Structural Innovations was retained by Harbor Baptist Church to oversee a testing regime that would ultimately measure the extent of fire damage to the concrete joists. Structural Innovations, working in conjunction with researchers from University of North Carolina at Charlotte, developed a two phase testing regime. Phase 1 involved performing non-destructive evaluation (NDE) of the joists via three methods with the goal of determining the amount of concrete strength degradation and reduction in stiffness that had occurred in the damaged joists. Completion of Phase 1 without detection of serious damage to the capacity of the joists would allow for an in-situ load test of the joists to verify their performance under the controlled application of gravity loads (Phase 2).

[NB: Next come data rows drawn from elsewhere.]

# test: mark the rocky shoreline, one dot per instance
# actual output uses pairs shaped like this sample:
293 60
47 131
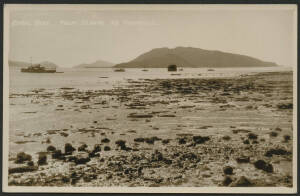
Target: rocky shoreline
165 132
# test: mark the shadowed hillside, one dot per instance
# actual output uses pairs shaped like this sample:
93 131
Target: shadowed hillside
192 57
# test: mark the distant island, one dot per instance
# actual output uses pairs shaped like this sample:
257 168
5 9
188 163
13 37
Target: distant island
193 57
97 64
20 64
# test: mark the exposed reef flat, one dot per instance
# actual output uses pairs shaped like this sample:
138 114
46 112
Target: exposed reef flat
233 131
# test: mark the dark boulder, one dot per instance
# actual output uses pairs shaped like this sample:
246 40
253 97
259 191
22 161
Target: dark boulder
69 149
57 154
262 165
22 169
278 151
82 147
105 140
227 180
22 157
241 182
252 136
51 148
42 160
107 148
243 159
228 170
200 140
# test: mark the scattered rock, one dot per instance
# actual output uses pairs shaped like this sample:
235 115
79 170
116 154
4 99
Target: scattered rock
200 139
262 165
286 138
42 159
22 157
82 147
57 154
165 141
277 151
241 182
139 139
82 159
243 160
105 140
69 149
226 138
246 142
273 134
227 180
134 115
228 170
22 169
51 148
285 106
252 136
182 141
107 148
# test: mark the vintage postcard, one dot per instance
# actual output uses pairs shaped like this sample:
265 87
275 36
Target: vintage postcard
150 98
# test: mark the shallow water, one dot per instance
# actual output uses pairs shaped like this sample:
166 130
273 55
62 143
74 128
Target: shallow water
86 79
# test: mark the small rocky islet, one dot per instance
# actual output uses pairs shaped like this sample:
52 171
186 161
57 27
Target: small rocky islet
164 132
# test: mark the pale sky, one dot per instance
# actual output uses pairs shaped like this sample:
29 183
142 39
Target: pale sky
70 37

Overall, the Phase I tests indicated a significant reduction in concrete strength and stiffness in the roof joists with the most extreme reductions occurring in the area where the fire burned most intense. The results of the Phase I tests coupled with the detailed visual observation indicated a significant reduction in concrete strength and stiffness that precluded conducting the Phase II load test. There was a significant risk of collapse if a load test were performed. This collapse would have, most likely, extended beyond the concrete joists to the adjoining structure (i.e. perimeter CMU walls).
Ultimately, Structural Innovations found the building was unsuited for continued use. Structural Innovations presented their findings in expert testimony rendered at depositions and at trial.